Входя в ресторанный зал, обычно окидываешь взглядом все столики, ища глазами не столько свободное место, сколько знакомых, чтобы не обедать в угрюмом одиночестве. Ресторан небольшой, столов пятнадцать всего, человек, значит, на 70–80. Но обычно не занято и половины, как говорится, посадочных мест, и выбираешь обычно не стол, а официантку, которых мы все знаем по именам: Таня, Клава, Зина, Валечка, Рита, Аня… В большинстве аборигенки, сфера обслуживания.
На этот раз я, как вошел, сразу и увидел, что под антресолями, около камина, сдвинув два стола, сидят русачки, человек десять. Редкий случай, чтобы так-то вот собрались вместе, за один стол, да еще в Доме литераторов. Это бывает обычно после какого-нибудь совещания, где все равно уж все собрались, так не пойти ли вместе и пообедать? Таким образом возник островок в ресторане, оазис, явление, повторяю, довольно редкое. По памяти назову, кто был: Вася Федоров, Миша Алексеев, Володя Чивилихин, Грибачев, Фирсов, Егор Исаев, Михаил Бубеннов, Иван Стаднюк…
Однако, как бы в компенсацию, справа и слева от них, тоже соединившись, гулял левый фланг — сразу мундиров двадцать. Ловлю себя на том, что слово «еврей» и словосочетание «еврейские столы» писать не привычно, и рука как бы тормозит и отказывается, словно пишу нечто запрещенное, нецензурное и недостойное писательского пера. Вот ведь как внушено и введено в кровь и в мозг. Допустим, обедали бы рядом грузины: Абашидзе, Нонешвили, Карло Каладзе, Отар Челидзе… Разве трудно было бы мне написать про них, что это был чисто грузинский стол. Грузинский написать легко, а еврейский никак не пишется. Не привыкли ни бумага, ни перо, ни сама рука. Приучены не употреблять слово «еврей», кроме как в разговоре, да и то понижая голос. Создано общественное мнение, что одно только упоминание слова «еврей» и есть уже проявление антисемитизма, а это, разумеется, некрасиво, неинтеллигентно и недостойно.
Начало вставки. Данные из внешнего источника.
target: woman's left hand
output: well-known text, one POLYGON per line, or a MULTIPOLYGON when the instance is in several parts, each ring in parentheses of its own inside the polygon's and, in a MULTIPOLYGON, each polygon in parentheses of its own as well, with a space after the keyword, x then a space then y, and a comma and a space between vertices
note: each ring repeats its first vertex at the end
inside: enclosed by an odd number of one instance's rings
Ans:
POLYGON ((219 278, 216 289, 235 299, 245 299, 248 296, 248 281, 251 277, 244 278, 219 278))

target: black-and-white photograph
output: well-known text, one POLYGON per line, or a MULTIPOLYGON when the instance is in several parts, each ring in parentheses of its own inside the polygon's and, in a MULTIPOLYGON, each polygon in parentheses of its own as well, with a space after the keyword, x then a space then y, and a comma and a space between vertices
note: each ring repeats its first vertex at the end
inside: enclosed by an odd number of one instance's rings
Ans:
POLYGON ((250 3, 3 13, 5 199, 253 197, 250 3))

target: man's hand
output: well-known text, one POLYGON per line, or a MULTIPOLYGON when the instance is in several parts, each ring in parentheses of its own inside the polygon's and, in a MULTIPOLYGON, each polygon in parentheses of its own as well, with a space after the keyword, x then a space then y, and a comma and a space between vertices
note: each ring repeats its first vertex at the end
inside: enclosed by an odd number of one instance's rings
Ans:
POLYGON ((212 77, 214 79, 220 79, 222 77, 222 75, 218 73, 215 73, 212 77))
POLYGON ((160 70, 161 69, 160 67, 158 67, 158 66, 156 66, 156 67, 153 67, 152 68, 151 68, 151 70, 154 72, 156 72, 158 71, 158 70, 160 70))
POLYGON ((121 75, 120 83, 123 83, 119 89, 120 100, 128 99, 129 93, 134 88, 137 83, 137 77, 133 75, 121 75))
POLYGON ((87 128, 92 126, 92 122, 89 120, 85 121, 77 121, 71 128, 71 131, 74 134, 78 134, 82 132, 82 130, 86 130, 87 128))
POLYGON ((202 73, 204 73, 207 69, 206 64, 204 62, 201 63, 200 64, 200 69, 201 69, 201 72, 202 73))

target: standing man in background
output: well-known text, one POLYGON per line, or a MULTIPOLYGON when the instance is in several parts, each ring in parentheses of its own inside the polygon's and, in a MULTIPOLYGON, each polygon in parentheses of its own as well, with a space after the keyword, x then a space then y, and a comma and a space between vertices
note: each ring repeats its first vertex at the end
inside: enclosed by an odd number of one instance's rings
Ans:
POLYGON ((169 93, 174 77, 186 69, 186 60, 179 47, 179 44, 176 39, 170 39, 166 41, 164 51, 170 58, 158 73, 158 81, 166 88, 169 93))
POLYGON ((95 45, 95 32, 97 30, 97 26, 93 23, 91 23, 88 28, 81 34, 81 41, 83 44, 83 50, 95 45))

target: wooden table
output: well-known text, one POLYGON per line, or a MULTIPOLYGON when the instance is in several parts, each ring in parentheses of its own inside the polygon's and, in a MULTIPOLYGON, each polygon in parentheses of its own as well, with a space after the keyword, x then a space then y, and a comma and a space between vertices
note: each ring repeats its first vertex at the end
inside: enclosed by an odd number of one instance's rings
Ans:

Но я ведь не жидами их ругаю (такого слова нет в моем лексиконе), но просто говорю, что за большими сдвинутыми столами сидели шумные, подвыпившие еврейские компании, и между ними — стол с русачками-правачками: Алексеев, Грибачев, Фирсов, Чивилихин, Иван Стаднюк, Егор Исаев, Михаил Бубеннов.
Гораздо позже, когда я оказался в Париже и встречался с русскими эмигрантами, никак не могли понять оторвавшиеся от советской действительности люди, кого же мы здесь у нас называем левыми, а кого называем правыми? И как это все перевернулось? Поскольку придется, наверное, и впредь оперировать этими понятиями, то не лучше ли сразу объясниться.
Эмигрантам непонятно было вот что. У нас государство революционное, левое по самой своей сути. Правыми были Государь, Столыпин и вся, так сказать, реакция. А левыми были революционеры. Самыми же левыми, крайними, были большевики. Порядок ясен: чем ближе к царю, Столыпину, вообще к государственной власти, тем правее. Чем враждебной царю и вообще власти, тем левее. Ленин — крайняя левая точка. СССР — самое левое государство на земном шаре.
Но затем что-то незаметно перевернулось. И теперь людей, защищающих существующий в нашей стране режим, стоящих за него грудью, стали называть правыми. А людей, занимающих критические позиции, подпиливальщиков, разлагателей, расшатывателей существующего режима стали называть левыми. Даже и в искусстве: соцреализм — правое, абстракционизм — левое. Кочетов, Грибачев, Налбандян, Бубеннов — правые; Евтушенко, Вознесенский, Эрнст Неизвестный — левые.